For teams of around 10 people where AI coding tool costs are a concern or stability is paramount, consider renting GPUs to self-host open models like Qwen or DeepSeek. While initial setup is required, it offers direct control over downtime risk and potential long-term cost savings.

Terminology

uptimeThe percentage of time a service is functioning normally. 'One nine' represents approximately 90%, 'five nine' represents 99.999%, and production services typically require at least 'three nine' (99.9%) uptime.

authentication errorAn error that occurs during the process of verifying a user's identity (e.g., login, API key validation). If the authentication server fails, no one can access the service.

non-deterministicA characteristic where the same input can produce different outputs each time. LLMs are inherently non-deterministic, leading to varying results even with the same prompt, which reduces predictability in production.

fallbackAn alternative system or logic that automatically activates when the primary system fails. For example, configuring the system to call the OpenAI API automatically if the Claude API is down.
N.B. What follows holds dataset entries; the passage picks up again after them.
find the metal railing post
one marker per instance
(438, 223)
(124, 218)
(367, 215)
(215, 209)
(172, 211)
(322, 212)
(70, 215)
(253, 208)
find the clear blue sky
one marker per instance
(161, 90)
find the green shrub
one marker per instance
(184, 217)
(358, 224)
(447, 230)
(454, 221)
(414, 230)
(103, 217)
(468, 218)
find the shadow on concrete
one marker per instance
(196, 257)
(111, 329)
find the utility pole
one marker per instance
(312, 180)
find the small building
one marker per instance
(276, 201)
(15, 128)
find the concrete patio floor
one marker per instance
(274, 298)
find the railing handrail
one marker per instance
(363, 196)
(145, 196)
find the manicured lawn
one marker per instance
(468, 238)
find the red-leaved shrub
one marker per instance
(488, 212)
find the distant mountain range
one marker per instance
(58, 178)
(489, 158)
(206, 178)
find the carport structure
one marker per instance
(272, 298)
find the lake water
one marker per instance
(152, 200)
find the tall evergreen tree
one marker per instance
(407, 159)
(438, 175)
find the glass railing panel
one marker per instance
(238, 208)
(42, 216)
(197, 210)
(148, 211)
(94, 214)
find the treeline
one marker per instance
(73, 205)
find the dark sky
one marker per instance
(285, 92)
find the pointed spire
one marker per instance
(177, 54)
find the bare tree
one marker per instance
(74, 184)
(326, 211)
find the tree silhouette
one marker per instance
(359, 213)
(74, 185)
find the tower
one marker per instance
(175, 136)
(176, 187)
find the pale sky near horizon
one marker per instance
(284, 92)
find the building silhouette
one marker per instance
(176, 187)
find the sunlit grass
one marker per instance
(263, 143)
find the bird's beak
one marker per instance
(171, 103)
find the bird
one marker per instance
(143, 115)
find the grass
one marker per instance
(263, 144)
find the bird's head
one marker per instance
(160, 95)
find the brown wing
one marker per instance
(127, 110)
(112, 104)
session limitThe maximum number of tokens or requests allowed within a single session (usage period) of a service like Claude Code. Reaching this limit can terminate the session or restrict further use.

prefix cachingA feature in LLM APIs that caches the repeating beginning portion (prefix) of prompts on the server, avoiding retransmission of the same context. This improves both cost and response speed.